Yeah, do you think about that…I wonder about what the people think who don’t know you and the stories at all.
I’m completely against writers, lyricists, whatever, who pretend to understand what anyone else’s experience is like. I made a sort of abstract rule with myself, that probably no one else will notice, that I never use a collective pronoun throughout the EP. We can only understand our own experiences, so the more honestly we come into ourselves, the more universal it can become. That’s the music I love, where they go into almost crazy specificity into their own lives.
Who are you excited to listen to at the moment ?
I’ve been studying this year. So, I’ve been falling back on my old listening habits. I listen to a lot of country music; I’m also kind of obsessed with Frank Sinatra. The last couple of years, I’ve developed a sort of hero-obsession with him. I’ve got a tattoo and everything. I listen to a lot of pop music, I love Justin Bieber’s new album.
I wasn’t even aware that he had one !
I’m not sure it’s your kind of thing, but that was probably my favourite album that’s come out this year.
That’s almost enough to get me to listen to it…almost.
It’s all pretty random. I get really obsessed with specific things, or artists. I’m not a big listen of guitar music, I think it’s a bit too close to home. But, Jerskin [Fendrix], Jockstrap, Black Midi, Black Country, New Road, Death Crash, lots of them are my mates and they’re all doing some sick stuff. I feel like a very peripheral member of this burgeoning scene, it’s a weird thing. It’s like that Groucho Marx quote: “I refuse to join any club who’d have me as a member”, it makes me very sceptical. I read an article in NPR about this scene, they called it a ‘post-Brexit explosion of angst’…is that what this is?!
Haha, oh no ! Everyone’s fallen into step and made a scene by mistake.
The music’s all very different, but we’re all the same in that we are just kids who love music and kind of went to school together. I’ve always been terrified of becoming an idiot, so I’m studying Theology now.
Oh, I feel you, I had about 200 of these moments while at art school. Yelling all day about how I had become a total moron.
I’d hate to become someone who always gets caught telling everyone about how smart they used to be. It’s like you were saying earlier, you have to learn the language of bullshit. So, I’ve somehow found myself doing an MA in Theology purely to make myself feel like I’m not stupid. It’s hard work.

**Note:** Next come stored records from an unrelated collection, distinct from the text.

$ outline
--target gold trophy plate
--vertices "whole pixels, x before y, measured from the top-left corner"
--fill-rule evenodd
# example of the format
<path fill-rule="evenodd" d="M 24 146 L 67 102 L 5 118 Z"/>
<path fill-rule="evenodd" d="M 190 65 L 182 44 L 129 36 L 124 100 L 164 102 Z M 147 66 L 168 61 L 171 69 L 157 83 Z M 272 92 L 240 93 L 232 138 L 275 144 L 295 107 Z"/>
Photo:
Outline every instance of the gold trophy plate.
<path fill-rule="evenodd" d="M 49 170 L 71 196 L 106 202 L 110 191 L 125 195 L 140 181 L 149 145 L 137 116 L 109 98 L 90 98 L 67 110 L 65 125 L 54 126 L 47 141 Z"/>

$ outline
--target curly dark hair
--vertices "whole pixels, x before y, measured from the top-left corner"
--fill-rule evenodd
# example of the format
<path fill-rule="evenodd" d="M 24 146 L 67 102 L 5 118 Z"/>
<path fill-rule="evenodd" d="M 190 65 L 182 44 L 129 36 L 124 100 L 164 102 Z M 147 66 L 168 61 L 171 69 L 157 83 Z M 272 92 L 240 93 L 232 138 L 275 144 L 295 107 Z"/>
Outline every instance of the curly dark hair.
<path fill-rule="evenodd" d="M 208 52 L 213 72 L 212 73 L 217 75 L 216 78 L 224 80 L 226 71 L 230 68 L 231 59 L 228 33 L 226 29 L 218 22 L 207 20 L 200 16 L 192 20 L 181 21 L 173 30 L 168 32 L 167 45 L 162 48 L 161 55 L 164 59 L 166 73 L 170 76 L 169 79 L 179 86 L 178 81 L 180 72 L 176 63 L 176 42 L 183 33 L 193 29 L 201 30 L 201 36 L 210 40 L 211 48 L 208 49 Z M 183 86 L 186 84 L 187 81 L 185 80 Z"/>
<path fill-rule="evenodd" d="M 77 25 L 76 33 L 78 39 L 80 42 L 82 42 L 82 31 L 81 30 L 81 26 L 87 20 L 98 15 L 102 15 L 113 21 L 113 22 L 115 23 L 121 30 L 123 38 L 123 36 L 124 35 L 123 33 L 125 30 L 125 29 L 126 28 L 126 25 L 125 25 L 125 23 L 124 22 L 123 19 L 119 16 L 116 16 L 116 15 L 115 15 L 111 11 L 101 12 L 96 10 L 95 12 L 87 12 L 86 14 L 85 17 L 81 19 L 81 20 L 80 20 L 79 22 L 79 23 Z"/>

It all ends up bleeding into itself anyway, in the end. It’s good to read and know that you can’t understand more than 20% of the content. I bought a Simon Critchley book called Infinitely Demanding once basically to prove that exact point and remind myself that I have no idea what’s going on and I’m far too stupid for the book.
On some level, left to my own devices, I’d be reading James Bond, while getting pissed and watching cooking programs.
There’s something humbling about trying your hand in every intellectual field and then returning to the thing you’re actually good at. It tests the boundaries of one’s own psyche in a way that is a little insane, and makes you more mad, but can grow really incredible creative shit there.
Do you have any venue that you really want to get into? Like your ‘pilgrimage venue’.
There are loads. We really want to do a show in a restaurant in the Shard. It would be really cool. I don’t even know if there’s a venue in there. I’m so basic, I’d even love to play the O2 or a stadium in Dubai or something. Why not. I’m obsessed with Texas, I’d love to play there.
I’m talking to the imagined reader now, listen to the record (if you feel like it). If you don’t want to listen to ours, listen to Justin Bieber’s record. I should drop a disclaimer that there’s a dubious use of some Martin Luther King speeches (that he apparently got permission to use) but it’s pretty controversial so I should mention that.
I have to check it out now, my brain is writing music now that I can’t even conceive. Jack, thank you so much. This has been hilarious and mad and wonderful. I’ll see you in London this August.